Channing Division of Network Medicine, Department of Medicine, Brigham and Women's Hospital and Harvard Medical School, Boston, MA, USA.

出版信息

Br J Cancer. 2020 Sep;123(5):844-851. doi: 10.1038/s41416-020-0939-y.
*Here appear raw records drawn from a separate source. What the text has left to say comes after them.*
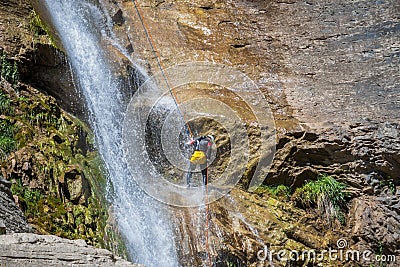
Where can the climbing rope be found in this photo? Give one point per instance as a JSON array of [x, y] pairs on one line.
[[207, 225], [157, 57], [189, 131]]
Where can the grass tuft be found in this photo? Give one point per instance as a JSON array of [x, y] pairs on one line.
[[326, 194]]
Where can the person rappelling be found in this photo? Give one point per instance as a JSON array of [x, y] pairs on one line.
[[201, 156]]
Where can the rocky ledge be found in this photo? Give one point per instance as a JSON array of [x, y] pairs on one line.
[[45, 250]]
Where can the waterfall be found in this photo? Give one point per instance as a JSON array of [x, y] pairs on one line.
[[144, 223]]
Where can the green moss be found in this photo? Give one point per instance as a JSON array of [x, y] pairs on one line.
[[7, 138], [58, 171], [9, 70], [281, 191], [39, 29], [5, 105]]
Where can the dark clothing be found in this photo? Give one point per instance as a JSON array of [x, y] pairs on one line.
[[203, 143]]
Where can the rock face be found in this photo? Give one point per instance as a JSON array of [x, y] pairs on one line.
[[41, 250], [330, 73], [10, 214]]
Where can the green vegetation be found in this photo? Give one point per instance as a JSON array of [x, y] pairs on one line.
[[38, 28], [281, 191], [326, 194], [28, 198], [56, 175], [7, 139], [9, 70], [5, 105]]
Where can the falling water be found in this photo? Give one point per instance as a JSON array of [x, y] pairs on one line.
[[82, 29]]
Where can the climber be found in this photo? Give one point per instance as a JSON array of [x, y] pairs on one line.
[[201, 155]]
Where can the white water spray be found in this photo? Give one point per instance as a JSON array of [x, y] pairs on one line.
[[143, 221]]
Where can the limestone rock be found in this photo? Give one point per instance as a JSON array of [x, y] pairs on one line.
[[45, 250], [10, 214]]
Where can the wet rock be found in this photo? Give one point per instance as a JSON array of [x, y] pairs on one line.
[[45, 250]]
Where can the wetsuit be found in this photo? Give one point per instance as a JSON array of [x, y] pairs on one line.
[[202, 144]]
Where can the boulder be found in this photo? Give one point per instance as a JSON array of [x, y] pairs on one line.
[[24, 249]]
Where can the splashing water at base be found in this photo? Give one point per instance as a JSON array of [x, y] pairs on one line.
[[144, 224]]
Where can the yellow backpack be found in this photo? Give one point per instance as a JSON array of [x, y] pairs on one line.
[[198, 157]]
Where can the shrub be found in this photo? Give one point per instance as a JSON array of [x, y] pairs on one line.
[[326, 194]]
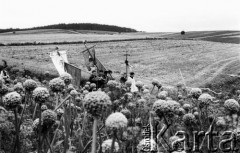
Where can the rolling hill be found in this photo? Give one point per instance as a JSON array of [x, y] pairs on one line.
[[75, 27]]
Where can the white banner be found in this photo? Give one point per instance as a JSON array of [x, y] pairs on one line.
[[133, 86], [58, 59]]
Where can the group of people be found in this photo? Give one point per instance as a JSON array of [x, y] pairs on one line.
[[3, 72], [131, 79], [101, 78]]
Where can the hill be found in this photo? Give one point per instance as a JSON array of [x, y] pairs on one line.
[[224, 36], [77, 26]]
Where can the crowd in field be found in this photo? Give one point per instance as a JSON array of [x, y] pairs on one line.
[[107, 115]]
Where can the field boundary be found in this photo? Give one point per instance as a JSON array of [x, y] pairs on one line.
[[81, 42]]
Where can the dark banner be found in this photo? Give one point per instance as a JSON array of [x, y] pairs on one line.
[[90, 53], [75, 72]]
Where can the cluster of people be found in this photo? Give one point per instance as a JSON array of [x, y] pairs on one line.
[[101, 78]]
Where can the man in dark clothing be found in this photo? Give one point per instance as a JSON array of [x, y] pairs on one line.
[[94, 78], [123, 79], [102, 79]]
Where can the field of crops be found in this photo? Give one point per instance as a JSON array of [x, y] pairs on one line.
[[55, 35], [198, 61], [53, 116]]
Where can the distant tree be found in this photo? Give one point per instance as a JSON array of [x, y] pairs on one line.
[[182, 32]]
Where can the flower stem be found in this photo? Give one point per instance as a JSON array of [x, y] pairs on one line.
[[94, 136], [113, 141], [17, 132], [40, 129]]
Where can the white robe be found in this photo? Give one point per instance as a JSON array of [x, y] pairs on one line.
[[133, 86], [58, 61]]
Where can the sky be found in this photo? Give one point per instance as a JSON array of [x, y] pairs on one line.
[[142, 15]]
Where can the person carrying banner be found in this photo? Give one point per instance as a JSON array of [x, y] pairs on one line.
[[94, 78], [123, 78], [133, 86], [3, 72], [92, 66], [102, 79]]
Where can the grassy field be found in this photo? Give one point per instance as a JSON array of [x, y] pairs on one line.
[[57, 35], [199, 61], [70, 36]]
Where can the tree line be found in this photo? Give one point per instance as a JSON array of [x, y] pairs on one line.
[[77, 26]]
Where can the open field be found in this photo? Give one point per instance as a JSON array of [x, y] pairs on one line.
[[199, 61], [71, 36], [57, 35]]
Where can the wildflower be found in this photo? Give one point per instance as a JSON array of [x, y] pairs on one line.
[[187, 107], [196, 114], [169, 108], [155, 82], [131, 133], [128, 83], [205, 99], [46, 73], [56, 85], [112, 84], [181, 111], [146, 91], [73, 93], [3, 90], [96, 102], [49, 117], [60, 112], [146, 87], [146, 145], [189, 119], [232, 106], [162, 95], [106, 146], [87, 87], [66, 77], [93, 85], [116, 120], [12, 100], [30, 85], [18, 87], [139, 84], [70, 88], [126, 112], [128, 96], [44, 107], [220, 122], [195, 92], [131, 105], [35, 124], [85, 92], [141, 103], [78, 99], [174, 144], [40, 94]]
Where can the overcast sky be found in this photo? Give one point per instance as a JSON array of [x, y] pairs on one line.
[[142, 15]]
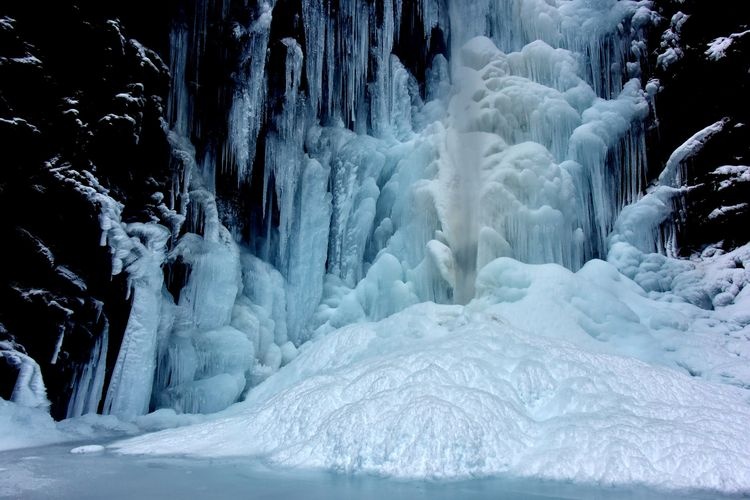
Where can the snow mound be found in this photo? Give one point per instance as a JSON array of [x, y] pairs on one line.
[[447, 392]]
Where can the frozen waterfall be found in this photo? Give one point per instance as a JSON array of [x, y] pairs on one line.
[[367, 187]]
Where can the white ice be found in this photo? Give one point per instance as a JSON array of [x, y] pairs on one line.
[[447, 391]]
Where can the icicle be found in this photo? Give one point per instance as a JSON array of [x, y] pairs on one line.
[[314, 15], [88, 384], [246, 114]]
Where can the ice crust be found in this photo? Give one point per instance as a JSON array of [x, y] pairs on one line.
[[448, 392]]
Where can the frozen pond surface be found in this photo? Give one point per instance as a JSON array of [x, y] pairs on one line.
[[53, 472]]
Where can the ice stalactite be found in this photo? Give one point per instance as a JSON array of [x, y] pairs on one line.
[[88, 386], [129, 391], [247, 111]]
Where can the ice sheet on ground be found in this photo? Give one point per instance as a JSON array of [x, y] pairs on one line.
[[447, 391]]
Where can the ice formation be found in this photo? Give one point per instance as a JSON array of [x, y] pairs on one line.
[[526, 142], [488, 197], [443, 391]]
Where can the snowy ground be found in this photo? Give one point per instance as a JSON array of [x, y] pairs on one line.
[[453, 392], [53, 472]]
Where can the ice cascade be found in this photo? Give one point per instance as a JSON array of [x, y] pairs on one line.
[[361, 182]]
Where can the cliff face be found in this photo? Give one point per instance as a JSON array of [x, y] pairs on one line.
[[83, 106], [700, 54]]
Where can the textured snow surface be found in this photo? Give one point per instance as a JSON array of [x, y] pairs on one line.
[[448, 391]]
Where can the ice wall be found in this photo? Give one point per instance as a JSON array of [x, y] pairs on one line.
[[369, 182]]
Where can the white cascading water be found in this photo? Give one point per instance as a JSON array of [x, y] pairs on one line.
[[526, 144]]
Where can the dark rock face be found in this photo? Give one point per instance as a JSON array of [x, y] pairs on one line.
[[80, 113], [699, 88]]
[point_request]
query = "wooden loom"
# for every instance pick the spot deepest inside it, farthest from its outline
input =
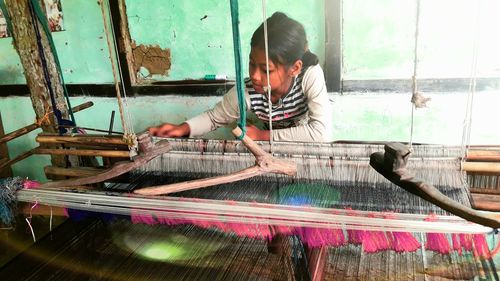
(212, 151)
(117, 153)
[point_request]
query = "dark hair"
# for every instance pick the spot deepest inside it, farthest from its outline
(287, 41)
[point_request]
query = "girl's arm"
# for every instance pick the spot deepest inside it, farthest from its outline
(319, 126)
(224, 112)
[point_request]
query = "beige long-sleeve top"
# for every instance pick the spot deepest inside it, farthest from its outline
(314, 125)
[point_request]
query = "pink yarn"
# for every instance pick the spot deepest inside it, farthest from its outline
(403, 242)
(318, 237)
(29, 184)
(438, 242)
(356, 236)
(457, 246)
(375, 241)
(481, 249)
(466, 241)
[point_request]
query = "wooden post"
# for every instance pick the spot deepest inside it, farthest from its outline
(4, 155)
(25, 43)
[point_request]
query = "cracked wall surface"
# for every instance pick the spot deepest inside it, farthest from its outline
(151, 57)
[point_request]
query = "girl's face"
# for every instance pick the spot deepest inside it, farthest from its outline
(280, 77)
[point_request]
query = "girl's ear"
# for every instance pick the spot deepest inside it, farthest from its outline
(295, 69)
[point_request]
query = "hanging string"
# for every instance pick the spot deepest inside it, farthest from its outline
(238, 67)
(414, 78)
(38, 14)
(45, 68)
(268, 87)
(467, 124)
(125, 117)
(3, 7)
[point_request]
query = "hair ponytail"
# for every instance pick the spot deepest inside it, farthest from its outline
(287, 41)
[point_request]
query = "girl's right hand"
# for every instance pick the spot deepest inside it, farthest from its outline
(170, 130)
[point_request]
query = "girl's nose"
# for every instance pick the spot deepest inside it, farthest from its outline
(255, 75)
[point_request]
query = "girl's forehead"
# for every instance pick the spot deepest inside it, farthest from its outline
(258, 55)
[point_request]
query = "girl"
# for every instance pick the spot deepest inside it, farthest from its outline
(300, 105)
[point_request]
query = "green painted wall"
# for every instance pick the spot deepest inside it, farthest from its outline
(362, 116)
(204, 46)
(81, 47)
(199, 34)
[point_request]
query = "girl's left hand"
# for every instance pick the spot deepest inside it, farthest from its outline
(256, 134)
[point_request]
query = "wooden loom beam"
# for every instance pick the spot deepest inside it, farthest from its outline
(36, 125)
(148, 151)
(392, 165)
(265, 163)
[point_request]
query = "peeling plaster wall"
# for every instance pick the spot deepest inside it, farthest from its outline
(199, 36)
(81, 47)
(363, 116)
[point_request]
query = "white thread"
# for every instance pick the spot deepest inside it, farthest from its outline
(467, 124)
(268, 87)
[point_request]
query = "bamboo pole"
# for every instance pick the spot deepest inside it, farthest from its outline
(84, 152)
(487, 202)
(492, 191)
(17, 159)
(34, 126)
(72, 172)
(481, 167)
(98, 140)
Epub 2020 Jun 16.

DOI:10.1038/s41416-020-0939-y
PMID:32541871
原文链接:https://pmc.ncbi.nlm.nih.gov/articles/PMC7462971/
Abstract

BACKGROUND

Despite several plausible biological mechanisms linking proton pump inhibitors (PPIs) and H2 receptor antagonists (H2RAs) with colorectal tumorigenesis, their association with risk of colorectal cancer (CRC) has not been adequately assessed in prospective epidemiological studies.

METHODS

We evaluated the association of acid-suppressive medication use with CRC risk among 175,871 (PPI) and 208,831 (H2RA) participants from three large prospective cohort studies. Medication use was assessed at baseline and updated biennially. The association was evaluated using multivariate Cox proportional hazards regression models.

RESULTS

There was no significant association between baseline PPI use (hazard ratio (HR) = 0.89, 95% confidence interval (CI), 0.71-1.12) or PPI use after a lag of 8-10 years (HR = 1.12, 95% CI, 0.78-1.59) with CRC risk. We observed no significant association between H2RA use after a lag of 8-10 years and CRC risk (HR = 1.02, 95% CI, 0.81-1.28), while risk was lower for participants with baseline H2RA use (HR = 0.76, 95% CI, 0.60-0.95). Duration of PPI use or H2RA use was not associated with CRC risk (P-trend = 0.21 and 0.95, respectively).

CONCLUSIONS

Among participants from three large prospective cohorts, use of PPI or H2RA was not associated with higher risk of colorectal cancer.

摘要

背景

尽管质子泵抑制剂 (PPI) 和 H2 受体拮抗剂 (H2RA) 与结直肠肿瘤发生之间存在几种合理的生物学机制,但它们与结直肠癌 (CRC) 风险的关联在前瞻性流行病学研究中尚未得到充分评估。

方法

我们评估了在来自三项大型前瞻性队列研究的 175871 名(PPI)和 208831 名(H2RA)参与者中,使用酸抑制药物与 CRC 风险之间的关联。在基线时评估药物使用情况,并每两年更新一次。使用多变量 Cox 比例风险回归模型评估关联。

结果

基线时使用 PPI(风险比 (HR) = 0.89,95%置信区间 (CI),0.71-1.12)或使用 PPI 后 8-10 年的 lag 期(HR = 1.12,95% CI,0.78-1.59)与 CRC 风险之间没有显著关联。我们观察到在使用 H2RA 后 8-10 年 lag 期与 CRC 风险之间没有显著关联(HR = 1.02,95% CI,0.81-1.28),而基线时使用 H2RA 的参与者风险较低(HR = 0.76,95% CI,0.60-0.95)。PPI 或 H2RA 的使用持续时间与 CRC 风险无关(P 趋势分别为 0.21 和 0.95)。

结论

在来自三项大型前瞻性队列的参与者中,使用 PPI 或 H2RA 与结直肠癌风险增加无关。